Nothing real can be threatened.
Nothing unreal exists.
Herein lies the peace of God. ~ A Course in Miracles

I wasn’t expecting much from this film about the Empty Man, assuming unjustly that it is yet another teenage slasher film. That is, until I noticed the students were attending “Jacques Derrida High School”;. that caught my attention.

The story begins in Bhutan, where the experience of Buddhist emptiness is quite unlike California happy talk Buddhism. Paul, one of four hikers, discovers the Empty Man and is never the same again. His three companions meet their demise in a murder-suicide, presumably suggested by the Empty Man.

Emptiness

Several years later, in the US, James, a private detective, is alone at a Mexican restaurant, celebrating his birth day … literally. Then begins Day One. James becomes self-aware, his I is born; he remembers growing up in San Francisco, he recalls the deaths of his wife and young son. They cry to him, “Where were you?” Of course, how could he be “there”, since “they” are just a memory? And bringing the past into the present just causes pain.

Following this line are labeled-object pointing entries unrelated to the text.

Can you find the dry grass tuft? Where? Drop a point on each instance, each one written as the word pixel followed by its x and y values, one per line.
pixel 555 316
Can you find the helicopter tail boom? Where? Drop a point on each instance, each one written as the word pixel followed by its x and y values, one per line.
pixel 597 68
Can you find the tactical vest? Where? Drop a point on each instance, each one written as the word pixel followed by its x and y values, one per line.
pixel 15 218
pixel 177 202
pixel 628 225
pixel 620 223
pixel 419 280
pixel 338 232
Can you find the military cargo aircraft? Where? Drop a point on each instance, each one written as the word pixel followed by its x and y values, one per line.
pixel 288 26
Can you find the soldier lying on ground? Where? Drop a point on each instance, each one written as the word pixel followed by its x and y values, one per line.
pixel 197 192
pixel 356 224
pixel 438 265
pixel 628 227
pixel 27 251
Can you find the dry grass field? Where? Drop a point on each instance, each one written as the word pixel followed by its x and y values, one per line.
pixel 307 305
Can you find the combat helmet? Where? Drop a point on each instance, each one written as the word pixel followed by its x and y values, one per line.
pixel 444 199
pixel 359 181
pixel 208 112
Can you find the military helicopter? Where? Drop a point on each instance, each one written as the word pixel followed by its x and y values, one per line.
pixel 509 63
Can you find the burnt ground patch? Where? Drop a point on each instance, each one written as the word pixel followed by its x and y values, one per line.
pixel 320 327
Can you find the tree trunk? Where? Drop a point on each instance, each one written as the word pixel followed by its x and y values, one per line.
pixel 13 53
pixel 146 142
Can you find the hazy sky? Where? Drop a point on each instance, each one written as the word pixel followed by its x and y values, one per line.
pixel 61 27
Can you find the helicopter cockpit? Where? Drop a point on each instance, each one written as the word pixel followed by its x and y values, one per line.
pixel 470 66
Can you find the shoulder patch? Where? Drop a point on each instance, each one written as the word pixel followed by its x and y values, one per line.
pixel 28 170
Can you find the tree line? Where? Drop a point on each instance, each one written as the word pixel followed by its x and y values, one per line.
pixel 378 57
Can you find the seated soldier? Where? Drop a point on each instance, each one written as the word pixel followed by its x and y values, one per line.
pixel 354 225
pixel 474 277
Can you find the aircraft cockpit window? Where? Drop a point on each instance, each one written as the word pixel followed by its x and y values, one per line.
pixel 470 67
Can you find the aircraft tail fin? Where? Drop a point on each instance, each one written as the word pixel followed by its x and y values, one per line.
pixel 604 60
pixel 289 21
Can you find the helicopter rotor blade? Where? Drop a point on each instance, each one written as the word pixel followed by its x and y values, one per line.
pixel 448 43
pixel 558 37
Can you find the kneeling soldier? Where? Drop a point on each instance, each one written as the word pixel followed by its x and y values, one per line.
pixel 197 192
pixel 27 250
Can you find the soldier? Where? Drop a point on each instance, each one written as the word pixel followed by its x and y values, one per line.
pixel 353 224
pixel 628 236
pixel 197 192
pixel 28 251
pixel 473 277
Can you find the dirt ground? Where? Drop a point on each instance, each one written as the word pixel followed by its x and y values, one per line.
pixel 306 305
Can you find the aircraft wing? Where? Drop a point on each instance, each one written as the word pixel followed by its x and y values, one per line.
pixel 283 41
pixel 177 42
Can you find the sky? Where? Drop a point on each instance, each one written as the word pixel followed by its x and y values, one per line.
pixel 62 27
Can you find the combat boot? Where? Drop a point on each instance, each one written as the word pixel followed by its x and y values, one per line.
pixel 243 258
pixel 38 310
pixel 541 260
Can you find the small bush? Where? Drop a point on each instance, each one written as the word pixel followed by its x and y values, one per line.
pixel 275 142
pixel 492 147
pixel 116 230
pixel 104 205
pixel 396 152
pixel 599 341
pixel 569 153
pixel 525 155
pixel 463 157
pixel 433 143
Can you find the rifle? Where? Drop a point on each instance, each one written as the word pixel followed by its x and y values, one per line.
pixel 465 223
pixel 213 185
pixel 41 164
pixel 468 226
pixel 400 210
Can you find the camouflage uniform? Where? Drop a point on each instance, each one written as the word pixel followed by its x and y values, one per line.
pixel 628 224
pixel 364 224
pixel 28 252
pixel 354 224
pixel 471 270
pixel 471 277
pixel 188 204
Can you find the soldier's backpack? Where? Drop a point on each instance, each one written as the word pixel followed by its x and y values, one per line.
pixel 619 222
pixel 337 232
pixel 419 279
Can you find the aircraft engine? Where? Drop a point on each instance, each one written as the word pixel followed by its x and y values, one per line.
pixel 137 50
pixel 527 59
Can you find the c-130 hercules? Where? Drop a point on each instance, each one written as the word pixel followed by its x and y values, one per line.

Sitting on a park bench, his girlfriend’s daughter, Amanda, approaches him. She explains that she found a wonderful teaching that helped her realize that nothing can hurt you, because nothing is real. Or maybe she meant, “nothing” is real. Reality does not create thoughts, just the reverse:

“What’s real starts here [she points to her head] and ends up out there. What we think about with focus, attention, and repetition, we manifest. But what if there is a secret truth? What if our thoughts begin somewhere else and they travel through us like a signal traveling down a wire? Thoughts that are old and hidden and singular.”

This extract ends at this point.